Dukungan yang dilakukan sebagian kecil warga terhadap ALL dengan mengumpulkan sandal sebagaimana koin untuk Prita memang tak bisa dimaknai sebagai bentuk protes untuk menafikan bahwa tindakan ALL mencuri sandal itu dibenarkan. Aksi itu tidak lebih harus dimaknai sebagai metafora ketidakadilan hukum di negeri ini; bentuk protes kalangan bawah terhadap ironi hukum yang kerap tak berpihak pada orang kecil. Sebab hanya gara-gara mencuri sandal diancam lima tahun penjara. Kasus ini juga mengingatkan kita tentang tragedi hukum yang dialami Nenek Minah: hanya gara-gara mencuri 3 butir kakao ia harus diseret ke pengadilan.

Logika Hukum
Kisah yang memicu "pengumpulan sandal" ini bermula dari pencurian sandal yang dilakukan ALL. Kisah ini sudah terjadi sekitar setahun lalu, November 2010. Suatu hari, AAL bersama temannya lewat di Jalan Zebra di depan kost Briptu Ahmad Rusdi dan ketika ia melihat ada sandal jepit, ia kemudian mencurinya. Aksi pencurian itu akhirnya diketahui, dan ALL dipanggil. Setelah diinterogasi, rupanya kasus ini berbuntut panjang. Kasus ini tidak berakhir damai, tetapi kemudian bergulir ke pengadilan. Bahkan, AAL didudukkan di kursi persidangan dan didakwa sebagai pencuri sandal.
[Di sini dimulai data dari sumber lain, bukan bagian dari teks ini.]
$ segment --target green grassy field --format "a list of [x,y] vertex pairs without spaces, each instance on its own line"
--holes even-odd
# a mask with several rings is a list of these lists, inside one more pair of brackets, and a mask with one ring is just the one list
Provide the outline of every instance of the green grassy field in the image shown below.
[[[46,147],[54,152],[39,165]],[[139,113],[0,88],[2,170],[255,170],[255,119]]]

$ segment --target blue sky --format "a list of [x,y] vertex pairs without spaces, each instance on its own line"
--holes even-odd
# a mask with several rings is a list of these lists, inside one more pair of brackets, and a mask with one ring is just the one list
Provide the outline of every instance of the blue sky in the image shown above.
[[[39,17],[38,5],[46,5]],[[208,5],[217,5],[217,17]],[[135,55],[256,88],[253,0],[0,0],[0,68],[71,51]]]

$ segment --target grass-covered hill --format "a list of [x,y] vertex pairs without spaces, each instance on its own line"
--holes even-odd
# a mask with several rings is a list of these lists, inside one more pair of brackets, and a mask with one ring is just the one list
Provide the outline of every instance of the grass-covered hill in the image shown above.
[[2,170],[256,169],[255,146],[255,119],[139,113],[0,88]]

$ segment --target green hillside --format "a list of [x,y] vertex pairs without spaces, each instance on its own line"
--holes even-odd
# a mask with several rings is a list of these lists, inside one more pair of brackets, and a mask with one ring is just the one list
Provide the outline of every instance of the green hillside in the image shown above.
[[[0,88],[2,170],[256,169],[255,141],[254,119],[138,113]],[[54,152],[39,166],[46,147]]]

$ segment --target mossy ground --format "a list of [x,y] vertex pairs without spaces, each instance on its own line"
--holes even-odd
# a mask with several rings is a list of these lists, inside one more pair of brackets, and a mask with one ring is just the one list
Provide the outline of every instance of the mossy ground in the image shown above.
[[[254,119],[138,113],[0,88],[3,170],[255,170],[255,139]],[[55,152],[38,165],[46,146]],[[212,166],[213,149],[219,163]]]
Jaksa dalam dakwaannya menyatakan AAL melakukan tindak pidana--sebagaimana pasal 362 KUHP tentang Pencurian dan diancam lima tahun penjara. Tuntutan jaksa (lima tahun penjara) itu memang tuntutan maksimal. Jadi, dalam proses persidangan nanti, bisa jadi ALL dihukum lebih ringan--dan vonis tahanan final nanti ada di pundak hakim. Tapi tuntutan jaksa dengan ancaman lima tahun itu yang dirasa sebagian kalangan terlalu bombastis dan dirasa mencederai rasa keadilan masyarakat. Tuntutan itu yang "memunculkan protes" dan berujung aksi pengumpulan sandal untuk Kapolri.

Secara hukum, kasus (ALL yang mencuri sandal) ini memang menempatkan "posisi" penyidik dalam impitan. Sebab, bagaimanapun, mencuri adalah tindakan melanggar hukum karena telah merugikan orang lain. Hal ini pun telah diatur dalam KUHAP. Tetapi, dalam KUHAP tak diatur untuk mengesampingkan perkara, meski pun kasus pencurian tersebut menimbulkan kerugian materi yang kecil. Dalam hal ini kerugian materi itu berupa sandal yang tidak lebih berharga 30 ribu.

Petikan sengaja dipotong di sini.